On Sun, Jun 07, 2009 at 10:18:52PM -0700, Christian Kujau wrote:
> On Sun, 7 Jun 2009, Christian Kujau wrote:
> > anything else - so, I figure it's not a client problem. And I'm not sure
> > if it's NFS problem either, because restarting the NFS server doesn't do
> > anything, I really have to rmmod/modprobe the tg3 module. OTOH, I cannot
> > reproduce this without NFS: running e.g. iperf (TCP, UDP) did not trigger
> > it.
>
> Just tested with Samba - after a few megabytes of transmitted data, tg3 stops
> working, with no messages printed in the kernel log :-\
>
> I don't know why iperf does not trigger it though....

Hi Christian. This seems to be a common problem with the 5906 on some
notebooks. The word on the street is that turning sg off through
ethtool seems to avoid the problem. While I dig deeper into this
problem, you could try that and see if it helps you.

2009-06-08 17:23:12

by Christian Kujau

[permalink] [raw]
Subject: Re: tg3 stops working when NFS is involved

On Mon, 8 Jun 2009, Matt Carlson wrote:
> This seems to be a common problem with the 5906 on some
> notebooks.

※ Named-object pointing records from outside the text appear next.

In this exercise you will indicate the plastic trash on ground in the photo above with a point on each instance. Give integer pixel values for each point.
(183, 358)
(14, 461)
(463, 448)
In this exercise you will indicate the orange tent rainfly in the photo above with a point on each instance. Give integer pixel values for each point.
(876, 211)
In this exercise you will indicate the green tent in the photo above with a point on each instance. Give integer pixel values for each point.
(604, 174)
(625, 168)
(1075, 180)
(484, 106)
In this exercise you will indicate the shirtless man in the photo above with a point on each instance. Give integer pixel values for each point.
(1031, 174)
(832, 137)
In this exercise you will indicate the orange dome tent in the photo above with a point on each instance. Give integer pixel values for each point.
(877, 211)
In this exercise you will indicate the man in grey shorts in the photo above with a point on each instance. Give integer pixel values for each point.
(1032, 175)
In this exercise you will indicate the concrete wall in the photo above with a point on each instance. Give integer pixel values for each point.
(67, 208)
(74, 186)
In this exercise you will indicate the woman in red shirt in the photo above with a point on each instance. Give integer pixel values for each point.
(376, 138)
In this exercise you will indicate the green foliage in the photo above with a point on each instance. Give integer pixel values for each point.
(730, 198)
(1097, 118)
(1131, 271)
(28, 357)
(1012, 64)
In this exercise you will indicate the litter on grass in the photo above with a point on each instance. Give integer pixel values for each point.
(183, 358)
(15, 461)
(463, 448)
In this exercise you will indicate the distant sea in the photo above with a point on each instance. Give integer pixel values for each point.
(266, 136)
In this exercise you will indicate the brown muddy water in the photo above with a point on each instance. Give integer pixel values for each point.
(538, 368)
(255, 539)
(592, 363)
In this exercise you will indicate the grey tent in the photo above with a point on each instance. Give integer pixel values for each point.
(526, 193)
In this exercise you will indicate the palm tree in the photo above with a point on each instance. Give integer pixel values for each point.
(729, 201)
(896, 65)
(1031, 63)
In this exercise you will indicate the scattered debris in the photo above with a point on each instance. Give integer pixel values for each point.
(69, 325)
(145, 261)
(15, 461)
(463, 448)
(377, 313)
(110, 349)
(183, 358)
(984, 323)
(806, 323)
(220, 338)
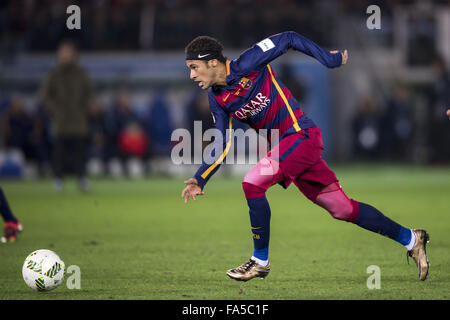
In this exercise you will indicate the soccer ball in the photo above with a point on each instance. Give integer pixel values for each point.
(43, 270)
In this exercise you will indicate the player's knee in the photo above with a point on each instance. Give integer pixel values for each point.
(337, 204)
(253, 191)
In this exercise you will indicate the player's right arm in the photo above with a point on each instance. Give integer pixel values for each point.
(223, 123)
(274, 46)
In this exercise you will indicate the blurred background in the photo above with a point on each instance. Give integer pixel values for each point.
(387, 105)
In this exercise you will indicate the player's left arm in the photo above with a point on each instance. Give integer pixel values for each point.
(274, 46)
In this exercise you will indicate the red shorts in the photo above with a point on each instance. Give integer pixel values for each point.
(299, 157)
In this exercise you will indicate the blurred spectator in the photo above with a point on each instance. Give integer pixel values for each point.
(160, 126)
(295, 84)
(366, 131)
(67, 93)
(17, 129)
(125, 133)
(97, 132)
(440, 102)
(198, 110)
(398, 125)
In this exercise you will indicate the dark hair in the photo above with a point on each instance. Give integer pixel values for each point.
(206, 44)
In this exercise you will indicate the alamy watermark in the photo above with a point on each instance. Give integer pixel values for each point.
(73, 282)
(374, 280)
(240, 146)
(74, 20)
(374, 20)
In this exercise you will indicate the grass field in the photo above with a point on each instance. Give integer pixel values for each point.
(138, 240)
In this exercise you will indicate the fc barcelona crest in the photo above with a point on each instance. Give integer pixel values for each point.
(245, 83)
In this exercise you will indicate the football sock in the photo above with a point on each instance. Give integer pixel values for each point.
(260, 224)
(5, 211)
(260, 262)
(371, 219)
(412, 242)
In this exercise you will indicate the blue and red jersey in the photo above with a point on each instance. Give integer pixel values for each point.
(256, 96)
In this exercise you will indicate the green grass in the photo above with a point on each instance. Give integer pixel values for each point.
(138, 240)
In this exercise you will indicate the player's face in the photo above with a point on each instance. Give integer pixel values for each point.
(202, 73)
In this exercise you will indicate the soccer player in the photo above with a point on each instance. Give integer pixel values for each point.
(12, 225)
(249, 90)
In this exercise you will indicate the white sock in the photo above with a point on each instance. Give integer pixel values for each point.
(412, 242)
(259, 261)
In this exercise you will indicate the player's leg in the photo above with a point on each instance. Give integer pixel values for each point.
(256, 182)
(12, 225)
(332, 198)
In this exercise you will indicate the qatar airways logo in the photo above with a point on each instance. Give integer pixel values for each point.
(258, 103)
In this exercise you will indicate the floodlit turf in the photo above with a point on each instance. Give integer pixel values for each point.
(138, 240)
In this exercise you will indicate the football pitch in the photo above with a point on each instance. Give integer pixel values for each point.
(138, 240)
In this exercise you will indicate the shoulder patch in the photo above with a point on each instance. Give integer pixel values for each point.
(266, 45)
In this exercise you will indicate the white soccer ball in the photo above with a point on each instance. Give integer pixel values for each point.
(43, 270)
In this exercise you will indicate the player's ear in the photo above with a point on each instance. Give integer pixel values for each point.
(213, 62)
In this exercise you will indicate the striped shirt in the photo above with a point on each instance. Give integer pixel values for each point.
(256, 96)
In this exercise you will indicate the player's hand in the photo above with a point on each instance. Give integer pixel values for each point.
(192, 190)
(344, 55)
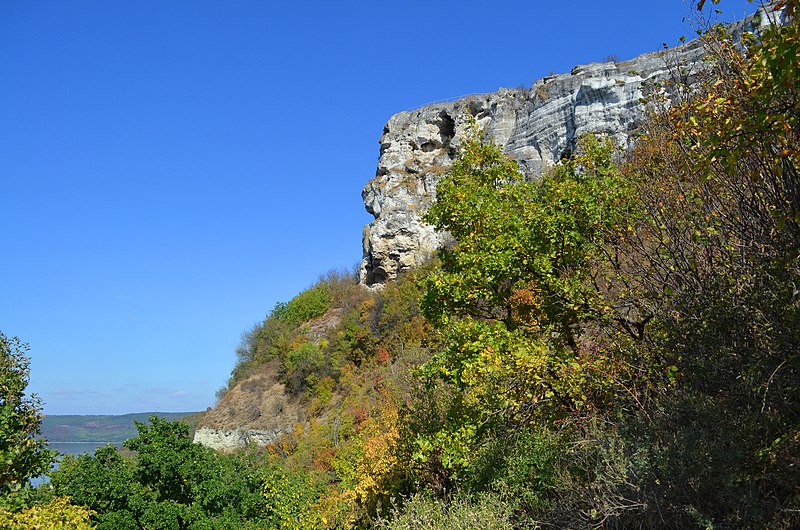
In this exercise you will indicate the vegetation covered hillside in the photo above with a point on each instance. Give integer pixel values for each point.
(611, 346)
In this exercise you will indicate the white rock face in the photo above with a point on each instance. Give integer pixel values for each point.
(236, 438)
(536, 127)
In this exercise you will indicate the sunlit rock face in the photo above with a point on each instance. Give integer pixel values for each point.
(537, 127)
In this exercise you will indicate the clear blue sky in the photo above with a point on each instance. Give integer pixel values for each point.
(171, 170)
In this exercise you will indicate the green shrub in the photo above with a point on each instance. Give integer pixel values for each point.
(420, 511)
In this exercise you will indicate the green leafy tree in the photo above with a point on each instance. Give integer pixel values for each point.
(170, 483)
(22, 455)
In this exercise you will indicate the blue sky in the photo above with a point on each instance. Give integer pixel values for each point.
(171, 170)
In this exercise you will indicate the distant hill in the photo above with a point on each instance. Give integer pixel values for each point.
(112, 429)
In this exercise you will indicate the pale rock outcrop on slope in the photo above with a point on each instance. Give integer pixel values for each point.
(256, 411)
(537, 127)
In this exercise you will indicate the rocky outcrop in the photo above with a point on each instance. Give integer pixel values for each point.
(256, 411)
(537, 127)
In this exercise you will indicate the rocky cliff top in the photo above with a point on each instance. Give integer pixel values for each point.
(537, 127)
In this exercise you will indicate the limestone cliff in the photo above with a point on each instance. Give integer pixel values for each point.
(537, 127)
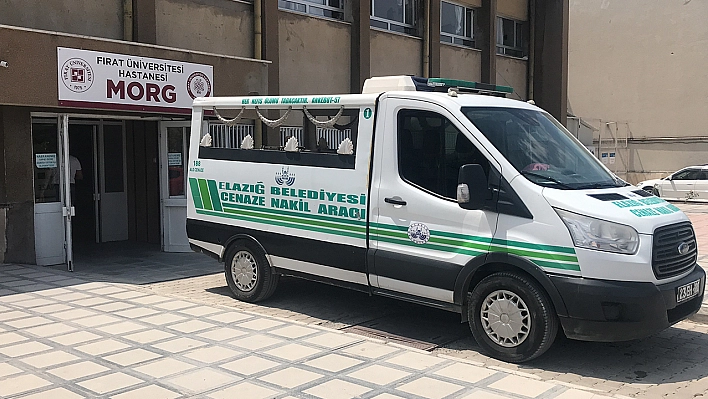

The word on the street is that turning sg off through
> ethtool seems to avoid the problem.

Well, I must've been on the wrong streets then, this was news to me...

> While I dig deeper into this
> problem, you could try that and see if it helps you.

Yes, "ethtool -K eth0 sg off" does indeed help here too: I've already
transmitted a few gigabytes of traffic (the problem occured after a few
megabytes lastly) and all is still well.

Thanks for your quick response!
Christian.
--
BOFH excuse #273:

The cord jumped over and hit the power switch.